The working electrodes were prepared as follow: 0.05 g of the sample, 0.05 g of polyethyleneglycol (molecular weight 20 000) and 0.5 mL of ethanol were mixed and ground into the slurry. Then the slurry was evenly coated onto a 2 cm × 1.2 cm F-doped SnO₂-coated (FTO) glass electrode by the doctor blade method. The area and the thickness of the coating layer were limited to 1 cm² and 0.01 mm, respectively. Finally, the prepared electrodes were dried in an oven at 100 °C for 60 min. The measurement of the photocurrent and electrochemical impedance spectroscopy (EIS) were performed on an electrochemical analyzer (CHI660E, Shanghai Chenhua Limited, China) in a standard three-electrode system. In this system, the prepared glass electrodes were used as the working electrodes. Pt wire and Ag/AgCl (saturated 0.3 M KCl) were used as counter electrode and reference electrode, respectively. The three electrodes were connected by the electrolyte of 0.5 M Na₂SO₄. The source of visible light is a 300 W Xe lamp with a UV cut-off filter (λ > 420 nm). The EIS were tested in the same standard three-electrode system, the phase frequency and amplitude-frequency characteristics were recorded over frequency range from 0.01 Hz to 10⁵ Hz, and then the spectrum was transferred into Nyquist diagram.

Results and discussion

Structure and properties characterization

Fig. 1 shows X-ray diffraction (XRD) patterns of as-prepared samples. The results show that the diffraction peaks of the pure ZnIn₂S₄, pure In(OH)₃ and pure ZnWO₄ sample are in good agreement with the hexagonal phase of ZnIn₂S₄ (JCPDS card No. 03-065-2023), the cubic phase of In(OH)₃ (JCPDS card No. 76-1464) and monoclinic structure of ZnWO₄ (JCPDS card No. 73-0554), respectively. For the as-prepared ternary ZIZ composites, all the ZnIn₂S₄ and ZnWO₄ diffraction peaks were found. The characteristic peaks of In(OH)₃ (22.3°, 31.7° and 51.2°) can also be found. When the pH increases during the synthesis of ZnIn₂S₄/In(OH)₃, the characteristic peak of ZnIn₂S₄ at 21.4° becomes weaker, while the peak of In(OH)₃ at 22.3°, 31.7° and 51.2° become stronger. This demonstrates that the increasing pH value can improve the growth of In(OH)₃. No traces of other phases were detected, indicating the high purity of the samples and confirming that ZnIn₂S₄/In(OH)₃ and ZnWO₄ coupled together successfully and without other phases.

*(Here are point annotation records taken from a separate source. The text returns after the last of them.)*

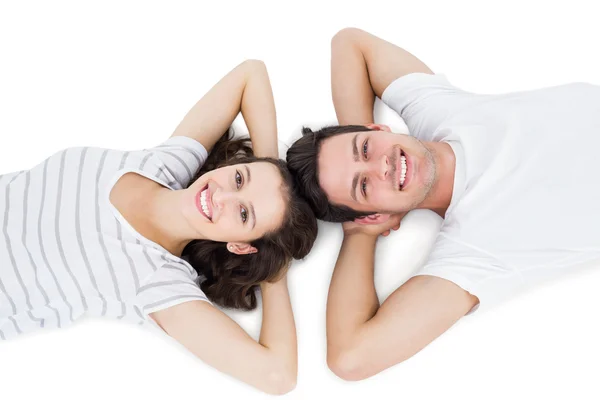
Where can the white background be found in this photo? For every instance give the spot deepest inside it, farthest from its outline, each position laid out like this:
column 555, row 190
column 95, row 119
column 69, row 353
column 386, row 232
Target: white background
column 122, row 74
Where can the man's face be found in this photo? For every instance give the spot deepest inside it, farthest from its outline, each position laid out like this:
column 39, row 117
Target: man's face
column 376, row 171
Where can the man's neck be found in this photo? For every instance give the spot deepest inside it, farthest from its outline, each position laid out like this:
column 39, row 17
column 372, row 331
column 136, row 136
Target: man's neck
column 440, row 196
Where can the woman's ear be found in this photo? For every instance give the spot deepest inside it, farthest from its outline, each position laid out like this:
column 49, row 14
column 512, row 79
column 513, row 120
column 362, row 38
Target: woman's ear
column 379, row 127
column 372, row 219
column 240, row 248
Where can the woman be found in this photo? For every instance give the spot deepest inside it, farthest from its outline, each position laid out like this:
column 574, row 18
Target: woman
column 156, row 236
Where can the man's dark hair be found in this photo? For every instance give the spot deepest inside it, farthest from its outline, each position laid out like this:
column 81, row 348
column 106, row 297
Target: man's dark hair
column 302, row 160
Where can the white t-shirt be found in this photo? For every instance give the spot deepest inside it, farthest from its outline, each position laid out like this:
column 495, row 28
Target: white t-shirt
column 526, row 202
column 66, row 252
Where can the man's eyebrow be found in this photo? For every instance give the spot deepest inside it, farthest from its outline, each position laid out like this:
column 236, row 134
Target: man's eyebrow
column 247, row 172
column 253, row 216
column 353, row 188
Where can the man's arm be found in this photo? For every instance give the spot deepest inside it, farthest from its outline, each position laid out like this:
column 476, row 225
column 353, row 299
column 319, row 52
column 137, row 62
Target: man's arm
column 364, row 338
column 362, row 67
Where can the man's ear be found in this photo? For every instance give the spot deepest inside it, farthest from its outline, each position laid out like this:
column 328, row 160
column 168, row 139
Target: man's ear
column 241, row 248
column 379, row 127
column 372, row 219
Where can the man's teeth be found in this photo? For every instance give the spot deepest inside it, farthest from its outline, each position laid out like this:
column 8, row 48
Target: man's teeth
column 204, row 203
column 403, row 173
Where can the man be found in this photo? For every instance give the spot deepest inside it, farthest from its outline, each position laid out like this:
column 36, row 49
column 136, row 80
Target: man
column 512, row 175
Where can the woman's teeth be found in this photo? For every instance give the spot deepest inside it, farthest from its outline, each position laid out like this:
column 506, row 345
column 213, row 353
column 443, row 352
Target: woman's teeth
column 403, row 173
column 204, row 203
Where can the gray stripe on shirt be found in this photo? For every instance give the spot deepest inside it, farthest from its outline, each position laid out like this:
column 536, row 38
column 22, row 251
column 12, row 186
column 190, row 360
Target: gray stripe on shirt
column 8, row 248
column 12, row 319
column 166, row 283
column 61, row 251
column 43, row 251
column 193, row 153
column 173, row 298
column 101, row 236
column 31, row 260
column 84, row 255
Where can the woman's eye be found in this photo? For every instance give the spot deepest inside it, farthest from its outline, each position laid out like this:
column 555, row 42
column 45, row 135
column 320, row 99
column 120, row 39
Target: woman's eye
column 238, row 179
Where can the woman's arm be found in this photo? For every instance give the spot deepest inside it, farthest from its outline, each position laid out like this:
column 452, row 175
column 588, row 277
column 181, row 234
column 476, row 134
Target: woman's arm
column 247, row 89
column 270, row 365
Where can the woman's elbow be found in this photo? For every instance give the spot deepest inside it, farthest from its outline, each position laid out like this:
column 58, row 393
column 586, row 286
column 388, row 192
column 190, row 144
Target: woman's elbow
column 345, row 364
column 280, row 382
column 350, row 365
column 345, row 36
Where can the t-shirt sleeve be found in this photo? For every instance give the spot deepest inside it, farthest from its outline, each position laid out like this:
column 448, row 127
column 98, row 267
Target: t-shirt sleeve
column 425, row 101
column 170, row 285
column 176, row 161
column 474, row 270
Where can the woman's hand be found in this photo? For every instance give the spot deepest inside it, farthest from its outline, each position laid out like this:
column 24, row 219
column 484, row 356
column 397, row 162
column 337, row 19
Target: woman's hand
column 246, row 88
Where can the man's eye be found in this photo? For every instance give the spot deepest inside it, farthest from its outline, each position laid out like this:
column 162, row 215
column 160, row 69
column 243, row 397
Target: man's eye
column 238, row 179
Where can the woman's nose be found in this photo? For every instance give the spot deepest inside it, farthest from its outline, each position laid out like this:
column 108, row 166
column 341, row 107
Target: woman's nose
column 221, row 198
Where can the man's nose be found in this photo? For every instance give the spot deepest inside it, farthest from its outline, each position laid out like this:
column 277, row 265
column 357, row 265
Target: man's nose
column 383, row 167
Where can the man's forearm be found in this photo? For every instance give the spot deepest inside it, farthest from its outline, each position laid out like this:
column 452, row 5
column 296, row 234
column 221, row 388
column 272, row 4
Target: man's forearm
column 352, row 297
column 353, row 96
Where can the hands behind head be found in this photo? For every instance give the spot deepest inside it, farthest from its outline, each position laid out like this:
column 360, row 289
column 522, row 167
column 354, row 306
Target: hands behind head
column 373, row 225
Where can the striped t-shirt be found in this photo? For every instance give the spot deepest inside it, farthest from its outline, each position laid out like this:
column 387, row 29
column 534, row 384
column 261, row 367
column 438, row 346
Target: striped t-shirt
column 66, row 252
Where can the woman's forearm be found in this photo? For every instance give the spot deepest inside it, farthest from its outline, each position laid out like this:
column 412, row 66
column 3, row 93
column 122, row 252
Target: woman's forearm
column 258, row 110
column 278, row 332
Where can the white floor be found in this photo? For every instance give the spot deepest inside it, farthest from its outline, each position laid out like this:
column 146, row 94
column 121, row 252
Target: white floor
column 122, row 74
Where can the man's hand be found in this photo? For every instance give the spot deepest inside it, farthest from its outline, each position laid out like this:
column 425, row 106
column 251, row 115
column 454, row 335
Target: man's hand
column 373, row 229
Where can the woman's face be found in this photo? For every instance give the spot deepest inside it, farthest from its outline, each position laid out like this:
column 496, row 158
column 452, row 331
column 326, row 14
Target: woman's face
column 237, row 203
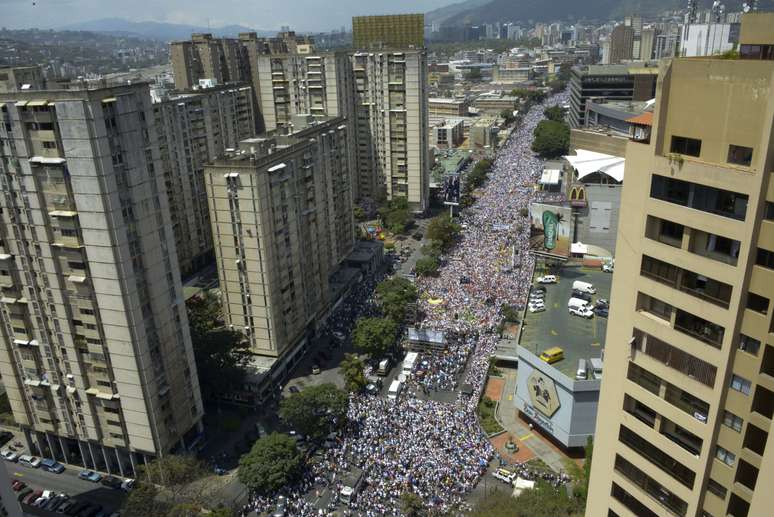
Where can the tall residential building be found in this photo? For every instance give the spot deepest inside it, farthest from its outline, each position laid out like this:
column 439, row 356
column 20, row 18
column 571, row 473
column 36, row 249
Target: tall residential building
column 391, row 124
column 388, row 31
column 685, row 416
column 193, row 128
column 95, row 351
column 621, row 44
column 281, row 212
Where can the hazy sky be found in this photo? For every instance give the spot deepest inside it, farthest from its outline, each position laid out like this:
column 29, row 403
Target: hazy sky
column 258, row 14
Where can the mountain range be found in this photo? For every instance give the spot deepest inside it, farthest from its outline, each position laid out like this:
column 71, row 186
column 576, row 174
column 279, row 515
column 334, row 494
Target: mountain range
column 157, row 30
column 479, row 11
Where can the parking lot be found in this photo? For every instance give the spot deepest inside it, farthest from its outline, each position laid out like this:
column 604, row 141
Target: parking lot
column 580, row 338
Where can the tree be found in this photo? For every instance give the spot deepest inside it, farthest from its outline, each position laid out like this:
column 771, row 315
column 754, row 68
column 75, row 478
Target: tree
column 316, row 410
column 221, row 354
column 443, row 230
column 273, row 462
column 412, row 505
column 353, row 368
column 555, row 113
column 395, row 294
column 427, row 266
column 552, row 139
column 374, row 336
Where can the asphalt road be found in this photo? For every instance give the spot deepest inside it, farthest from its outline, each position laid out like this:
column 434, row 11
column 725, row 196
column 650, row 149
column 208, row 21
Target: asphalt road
column 67, row 482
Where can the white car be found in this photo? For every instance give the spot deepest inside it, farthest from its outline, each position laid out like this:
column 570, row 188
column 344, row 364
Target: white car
column 9, row 455
column 584, row 312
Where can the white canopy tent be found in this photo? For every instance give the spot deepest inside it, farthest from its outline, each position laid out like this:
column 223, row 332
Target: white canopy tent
column 588, row 162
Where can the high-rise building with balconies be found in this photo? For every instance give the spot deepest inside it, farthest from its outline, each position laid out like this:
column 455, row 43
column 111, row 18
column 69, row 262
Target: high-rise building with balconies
column 95, row 352
column 684, row 425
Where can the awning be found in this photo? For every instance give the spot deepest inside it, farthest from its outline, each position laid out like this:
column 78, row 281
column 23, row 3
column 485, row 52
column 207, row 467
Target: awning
column 589, row 162
column 550, row 177
column 643, row 119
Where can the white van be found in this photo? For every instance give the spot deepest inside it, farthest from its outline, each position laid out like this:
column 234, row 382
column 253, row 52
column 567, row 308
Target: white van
column 580, row 375
column 395, row 389
column 577, row 303
column 584, row 287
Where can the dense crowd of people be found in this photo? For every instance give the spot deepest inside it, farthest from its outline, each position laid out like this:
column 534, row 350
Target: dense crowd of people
column 437, row 450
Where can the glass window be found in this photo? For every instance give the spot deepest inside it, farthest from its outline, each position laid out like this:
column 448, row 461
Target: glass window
column 732, row 421
column 685, row 145
column 741, row 384
column 725, row 456
column 748, row 344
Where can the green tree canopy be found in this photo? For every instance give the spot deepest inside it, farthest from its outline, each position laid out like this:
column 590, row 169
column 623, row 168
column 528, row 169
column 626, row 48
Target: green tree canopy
column 555, row 113
column 272, row 463
column 443, row 230
column 552, row 139
column 427, row 266
column 374, row 336
column 353, row 368
column 316, row 410
column 395, row 294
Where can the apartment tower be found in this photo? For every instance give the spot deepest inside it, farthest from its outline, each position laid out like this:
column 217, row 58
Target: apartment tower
column 281, row 213
column 95, row 352
column 685, row 414
column 193, row 128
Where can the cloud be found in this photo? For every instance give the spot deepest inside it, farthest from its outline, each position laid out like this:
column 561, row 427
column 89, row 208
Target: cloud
column 262, row 14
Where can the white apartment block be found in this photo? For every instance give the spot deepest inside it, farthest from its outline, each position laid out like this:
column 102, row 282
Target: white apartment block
column 95, row 351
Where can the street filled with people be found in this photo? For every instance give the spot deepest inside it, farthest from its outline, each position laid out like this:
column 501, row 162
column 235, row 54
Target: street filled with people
column 435, row 449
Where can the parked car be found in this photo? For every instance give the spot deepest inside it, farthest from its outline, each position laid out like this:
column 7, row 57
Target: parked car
column 9, row 455
column 90, row 475
column 50, row 465
column 111, row 482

Fig. 1 XRD patterns of (a) ZnIn₂S₄, (b) ZnWO₄, (c) ZnIn₂S₄/ZnWO₄, (d) ZnIn₂S₄/In(OH)₃-4.5, (e) ZIZ-3.5, (f) ZIZ-4.5, (g) ZIZ-5.5, (h) In(OH)₃/ZnWO₄ and (i) In(OH)₃.

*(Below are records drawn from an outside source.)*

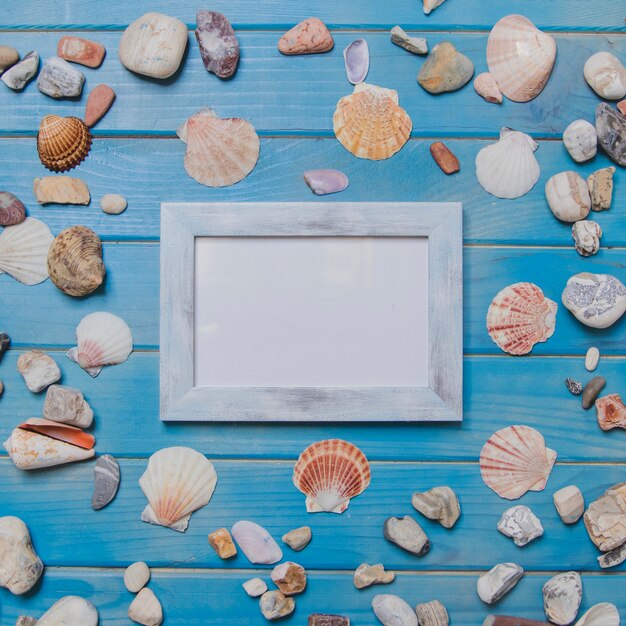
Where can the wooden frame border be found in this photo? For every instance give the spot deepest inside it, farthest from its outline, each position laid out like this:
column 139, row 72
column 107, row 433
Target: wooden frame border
column 440, row 222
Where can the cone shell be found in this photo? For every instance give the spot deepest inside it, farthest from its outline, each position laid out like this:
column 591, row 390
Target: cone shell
column 177, row 482
column 75, row 261
column 329, row 473
column 519, row 317
column 370, row 124
column 220, row 151
column 516, row 460
column 520, row 57
column 62, row 142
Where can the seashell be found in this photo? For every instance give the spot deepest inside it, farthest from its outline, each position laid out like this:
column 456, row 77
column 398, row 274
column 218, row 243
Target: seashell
column 568, row 196
column 356, row 58
column 220, row 151
column 177, row 482
column 520, row 57
column 515, row 460
column 146, row 609
column 508, row 168
column 330, row 473
column 580, row 140
column 20, row 567
column 75, row 261
column 519, row 317
column 103, row 339
column 370, row 124
column 24, row 251
column 256, row 543
column 62, row 142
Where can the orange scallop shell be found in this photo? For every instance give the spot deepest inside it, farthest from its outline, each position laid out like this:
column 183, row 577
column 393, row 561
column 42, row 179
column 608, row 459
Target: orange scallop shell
column 62, row 142
column 329, row 473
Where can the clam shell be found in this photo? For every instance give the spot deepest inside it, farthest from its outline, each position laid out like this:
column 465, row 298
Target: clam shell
column 62, row 142
column 177, row 482
column 515, row 460
column 75, row 261
column 370, row 124
column 508, row 168
column 519, row 317
column 329, row 473
column 24, row 251
column 520, row 57
column 102, row 339
column 220, row 151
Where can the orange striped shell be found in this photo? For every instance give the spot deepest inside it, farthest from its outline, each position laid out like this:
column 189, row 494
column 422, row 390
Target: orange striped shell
column 62, row 142
column 329, row 473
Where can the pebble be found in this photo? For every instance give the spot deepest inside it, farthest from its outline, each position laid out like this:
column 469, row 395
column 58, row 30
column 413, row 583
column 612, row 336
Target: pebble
column 367, row 575
column 498, row 581
column 299, row 538
column 446, row 69
column 521, row 524
column 444, row 158
column 406, row 533
column 59, row 79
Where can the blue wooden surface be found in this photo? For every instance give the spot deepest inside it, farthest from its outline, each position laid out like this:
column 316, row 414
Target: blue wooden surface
column 291, row 101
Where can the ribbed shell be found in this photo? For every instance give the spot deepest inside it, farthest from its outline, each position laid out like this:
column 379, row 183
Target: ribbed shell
column 24, row 251
column 519, row 317
column 177, row 482
column 329, row 473
column 62, row 142
column 516, row 460
column 520, row 57
column 370, row 124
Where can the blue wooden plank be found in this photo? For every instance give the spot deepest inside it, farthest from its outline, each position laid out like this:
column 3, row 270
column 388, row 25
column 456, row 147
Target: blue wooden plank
column 278, row 93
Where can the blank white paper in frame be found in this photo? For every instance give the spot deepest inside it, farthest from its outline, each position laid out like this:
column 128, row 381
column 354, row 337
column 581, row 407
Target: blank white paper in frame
column 311, row 312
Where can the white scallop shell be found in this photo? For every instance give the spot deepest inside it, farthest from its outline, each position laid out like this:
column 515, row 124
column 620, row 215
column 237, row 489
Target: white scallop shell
column 102, row 339
column 508, row 168
column 177, row 482
column 24, row 251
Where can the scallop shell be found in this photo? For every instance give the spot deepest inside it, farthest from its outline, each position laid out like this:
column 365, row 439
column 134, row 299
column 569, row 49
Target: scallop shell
column 62, row 142
column 177, row 482
column 220, row 151
column 329, row 473
column 370, row 124
column 508, row 168
column 519, row 317
column 75, row 261
column 24, row 251
column 515, row 460
column 520, row 57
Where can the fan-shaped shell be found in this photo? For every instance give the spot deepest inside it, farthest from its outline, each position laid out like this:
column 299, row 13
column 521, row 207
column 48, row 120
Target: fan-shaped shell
column 177, row 482
column 75, row 261
column 520, row 57
column 102, row 339
column 515, row 460
column 519, row 317
column 220, row 151
column 24, row 251
column 508, row 168
column 370, row 124
column 329, row 473
column 62, row 142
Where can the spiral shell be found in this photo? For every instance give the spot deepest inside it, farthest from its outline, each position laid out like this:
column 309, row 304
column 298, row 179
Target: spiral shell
column 62, row 142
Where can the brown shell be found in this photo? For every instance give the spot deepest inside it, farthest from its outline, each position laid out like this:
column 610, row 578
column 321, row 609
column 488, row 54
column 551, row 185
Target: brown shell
column 62, row 142
column 75, row 261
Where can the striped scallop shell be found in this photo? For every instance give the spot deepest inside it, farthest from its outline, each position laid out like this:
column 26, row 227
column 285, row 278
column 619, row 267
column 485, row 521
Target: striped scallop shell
column 516, row 460
column 329, row 473
column 177, row 482
column 62, row 142
column 520, row 57
column 370, row 124
column 519, row 317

The morphology of the samples was investigated by SEM. Fig. 2a shows the SEM image of the as-prepared ZnIn₂S₄ at a higher magnification. It is shown that the ZnIn₂S₄ microsphere has a unique marigold-like spherical superstructure composed of numerous nanosheets. As shown in Fig. 2b, the as-prepared pure In(OH)₃ was made up of rectangular blocks with an edge of about 0.7–2 μm. It is also clearly seen that some small nanoparticles are attached to the edge of rectangular blocks, indicating that In(OH)₃ rectangular blocks may be formed by the adsorption of small In(OH)₃ nanoparticles via an Oswald ripening mechanism.²⁸ As shown in Fig. 2c, the as-prepared ZnWO₄ was composed of nanoparticles with a wide size distribution. Fig. 2d and e show the SEM image of the ZIZ-4.5 nanocomposite. It is clearly observed that In(OH)₃ cubic blocks and ZnWO₄ nanoparticles were attached to the surface of ZnIn₂S₄ microspheres. Fig. 2f shows the HRTEM images of as prepared ZIZ-4.5 sample. As shown in Fig. 2f, the fringes of 0.33 nm, 0.29 nm and 0.48 nm correspond to the (102), (220) and (100) plane of ZnIn₂S₄, In(OH)₃ and ZnWO₄, respectively.^29–31 The EDS spectrum (Fig. 3) of the composite clearly confirms the presence of Zn, In, S, O and W elements. From the above results, it can be seen that ZIZ composites with close contact have been successfully fabricated.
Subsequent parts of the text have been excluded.